During his 17-season NHL career he had 477 points (236 goals, 241 assists) in 707 games with the Detroit Red Wings, Toronto Maple Leafs and Atlanta Flames from 1963-1980.

QUOTE/UNQUOTE

"Sometimes he wins the lottery. Like today. So lucky."
-- Toronto Maple Leafs goalie Ilya Samsonov on New York Rangers forward Filip Chytil, who scored on him directly when the puck was dropped for a face-off during Toronto's 3-2 overtime victory at Scotiabank Arena on Wednesday.

THE SUNDAY LIST

With the 2023 Honda NHL All-Star Weekend set to take place in South Florida on Friday and Saturday, we look back at some of the top moments from the event last year in Las Vegas.
1. Water sports?: NHL chief content officer Steve Mayer has come up with some pretty cool out-of-the-box ideas over the years (the piglet races at the 2020 Winter Classic between the Dallas Stars and Nashville Predators at Cotton Bowl Stadium in Dallas come to mind). But he may have outdone himself with the Discover NHL Fountain Face-Off, in which participants had to shoot pucks at five targets on the water at the Fountains of Bellagio.
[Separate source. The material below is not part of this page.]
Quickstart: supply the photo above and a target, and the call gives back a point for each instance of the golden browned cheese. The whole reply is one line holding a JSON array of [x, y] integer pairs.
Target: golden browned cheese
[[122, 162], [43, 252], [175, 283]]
Vegas, baby, Vegas.
2. Gridiron goal: As part of the adidas NHL Breakaway Challenge, then-Chicago Blackhawks forward Alex DeBrincat, dressed as the Alan character from "The Hangover" films, received a pass from Las Vegas Raiders quarterback Derek Carr and scored a goal with the football. Raiders fans wish Carr, who won't be back with the team next season, had completed more such passes on the gridiron instead of the ice.
3. Young Stamkos steals the show:Tampa Bay Lightning forward Steven Stamkos was poised for a press conference when 2-year-old son Carter told his dad several times, "I wanna go see the Zamboni." At least he said "Please." Good manners have always been a trademark of the Stamkos family.